14. Charlie Chaplin - While many remember Chaplin as the greatest silent film actor of all time, many forget that he is also one of the greatest silent movie directors as well. In modern society there is never enough love and respect for the silent movie, and that is a true travesty. Chaplin transformed our modern culture. He was a pioneer, and his films (The Great Dictator, City Lights, etc.) were the beginning of popular cinema as we know it today. Thanks Charlie!

13. Robert Altman - The father of ensemble-driven movies, no one could pull together a large cast, and many diverging stories together quite like the great Robert Altman, although that hasn't stopped people from trying. His films have become a signature American art form, and he is on that list of directors who never one an Oscar (seriously if the Academy looked at their history, they would hide in shame). Nashville, Short Cuts, Godsford Park, The Player, and M*A*S*H, are all treasures, and only prove why Robert Altman will be missed so much.

12. D.W. Griffith - To most people, this name means absolutely nothing in modern pop culture. However, to those of us who are movie dorks, this is the man that started it all. With his first film in 1908, he was the pioneer of film. Then in 1915 his most famous and controversial work The Birth of a Nation, was released to much success. While its blatant racism makes my liberal skin crawl, I have looked past it, considered the time period, and realized that it was the first full-length blockbuster in film history, and that's gotta count for something.

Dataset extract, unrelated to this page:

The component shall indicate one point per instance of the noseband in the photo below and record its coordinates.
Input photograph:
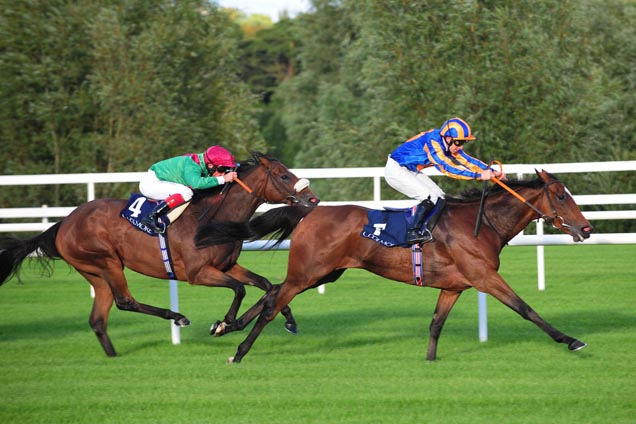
(556, 220)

11. John Ford - The man who toppled Orson Welles. In 1941, not only did Ford beat Welles for director, his movie, How Green Was My Valley, also beat out what is considered the greatest movie of all time (not by me, but whatever), to win Best Picture. That year aside, Ford created a lasting collection of movies ranging from westerns (Stagecoach, The Searchers), to powerful dramas (The Informer, The Quiet Man), and a variety of movies that contain his signature. Plus the man won 4 Best Directing Oscars, that's got to count for something.